Intellectuel respectable, l’abbé Dom Calmet publie en 1751 une nouvelle version de son "Traité sur les apparitions et les Vampires", une compilation d’anecdotes sur ces cas de vampirisme, collectés depuis la Lorraine où se trouve son abbaye. En plein siècle de la raison, son ouvrage consacré au surnaturel est un best-seller.  

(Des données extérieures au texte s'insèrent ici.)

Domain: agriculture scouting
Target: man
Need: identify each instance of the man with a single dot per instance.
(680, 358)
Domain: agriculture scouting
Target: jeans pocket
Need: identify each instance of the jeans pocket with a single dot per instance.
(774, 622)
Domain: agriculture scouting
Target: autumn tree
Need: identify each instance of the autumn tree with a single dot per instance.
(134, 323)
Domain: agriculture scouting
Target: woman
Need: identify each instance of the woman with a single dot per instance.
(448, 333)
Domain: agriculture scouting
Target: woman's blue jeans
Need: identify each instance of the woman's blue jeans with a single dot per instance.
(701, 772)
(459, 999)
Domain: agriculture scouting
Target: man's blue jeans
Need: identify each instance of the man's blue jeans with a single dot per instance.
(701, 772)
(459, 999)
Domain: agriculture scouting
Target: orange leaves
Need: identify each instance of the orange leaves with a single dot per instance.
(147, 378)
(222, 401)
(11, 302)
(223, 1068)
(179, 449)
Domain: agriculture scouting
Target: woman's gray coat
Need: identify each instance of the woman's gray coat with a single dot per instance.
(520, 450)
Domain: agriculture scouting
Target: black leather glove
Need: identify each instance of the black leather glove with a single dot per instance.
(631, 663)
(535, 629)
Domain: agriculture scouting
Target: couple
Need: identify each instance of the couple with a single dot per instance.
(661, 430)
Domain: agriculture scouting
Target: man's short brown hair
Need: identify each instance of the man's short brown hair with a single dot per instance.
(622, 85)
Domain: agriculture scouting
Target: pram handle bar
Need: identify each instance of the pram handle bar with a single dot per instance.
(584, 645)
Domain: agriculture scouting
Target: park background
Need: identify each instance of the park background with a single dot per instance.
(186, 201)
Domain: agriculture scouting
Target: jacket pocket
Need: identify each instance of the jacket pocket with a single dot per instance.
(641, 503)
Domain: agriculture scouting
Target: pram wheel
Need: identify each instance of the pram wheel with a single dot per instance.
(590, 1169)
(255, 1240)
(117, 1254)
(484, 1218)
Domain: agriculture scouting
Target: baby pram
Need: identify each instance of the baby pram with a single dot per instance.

Le vampire imaginé au XVIIIème siècle n’est pas le dandy romantique d’aujourd’hui. "C'est ce qu'on appelle un revenant en corps, un mort qui ressort de sa sépulture. Mais c’est une sorte de sac de sang ayant plus ou moins une figure humaine, issu de la plèbe. Esthétiquement, c'est complètement différent" précise Philippe Charlier, qui présente et réédite le traité de Dom Calmet aux Éditions du Cerf. Là où l’abbé se servait de la théologie pour expliquer les apparitions de vampires, Philippe Charlier éclaire ce phénomène surnaturel à la lumière de la science moderne.  

Profanation des tombes pour se prémunir des vampires 

En réalité, "on exhume les corps de ceux qu'on suppose être vampires, et les signes de putréfaction avancée sont mal interprétées par les populations locales" explique Philippe Charlier, médecin légiste. "Le sang ne coagule pas après la mort, il se reliquéfie. Cette liquéfaction est mal comprise : on voit que le sang est toujours liquide, donc on se dit que la personne est toujours vivante". 

Ces "outres de sang" mortes-vivantes déchaînent une "hystérie collective" : on profane des tombes pour s’en prémunir. Si l’ail n’est pas encore employé, on a déjà recours au pieux pour clouer le mort dans son cercueil, afin qu’il se tienne tranquilles. "Il y a aussi le pieu dans le cœur, il s’agit alors de tuer un organe que l’on croit encore vital" ajoute Philippe Charlier.  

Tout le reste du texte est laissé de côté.